Onde devaneios não têm vez...


No final de semana passado, nos dias 03 e 04 de novembro de 2012, pude presenciar e conviver com histórias ímpares a normalidade de minha vida. Conviver com pessoas que, dia após dia, tem um grande desafio: aceitar seus limites sem jamais desacreditar na sua capacidade de superação.
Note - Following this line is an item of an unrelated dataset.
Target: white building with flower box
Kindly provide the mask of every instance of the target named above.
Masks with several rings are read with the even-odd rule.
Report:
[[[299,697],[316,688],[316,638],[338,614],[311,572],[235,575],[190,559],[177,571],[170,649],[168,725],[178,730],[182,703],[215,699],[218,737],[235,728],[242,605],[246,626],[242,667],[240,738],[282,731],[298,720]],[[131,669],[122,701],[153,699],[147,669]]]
Como chefe de sala, tive que ajeitar a sala para a realização de uma prova que o governo sancionou para a entrada de estudantes em instituições de ensino superior  federal. Minha sala, 1D, localizada em uma escola no bairro Ribeirânea, em Ribeirão Preto/SP, era composta por onze candidatos. Candidatos que fariam a prova em dois dias. Confiantes de seu conhecimento, seriam testados a fim de tomarem um posto no futuro promissor que auferiram em vidas passadas, seja por melhores condições, seja por colocações melhores, seja, apenas, para mudar a sua realidade. A tal sala era distante das demais, localizada no primeiro piso, logo após um anfiteatro. Onze lugares apenas entrariam na disputa por vagas em cursos distintos. Eram especiais, no sentido de apresentarem por direito mais uma hora, tempo adicional, para realizar a prova. A sala apresentava candidatos que possuíam dificuldades motoras, neurológicos, psicológicos e pedagógicos. Às 13 horas, começava a prova.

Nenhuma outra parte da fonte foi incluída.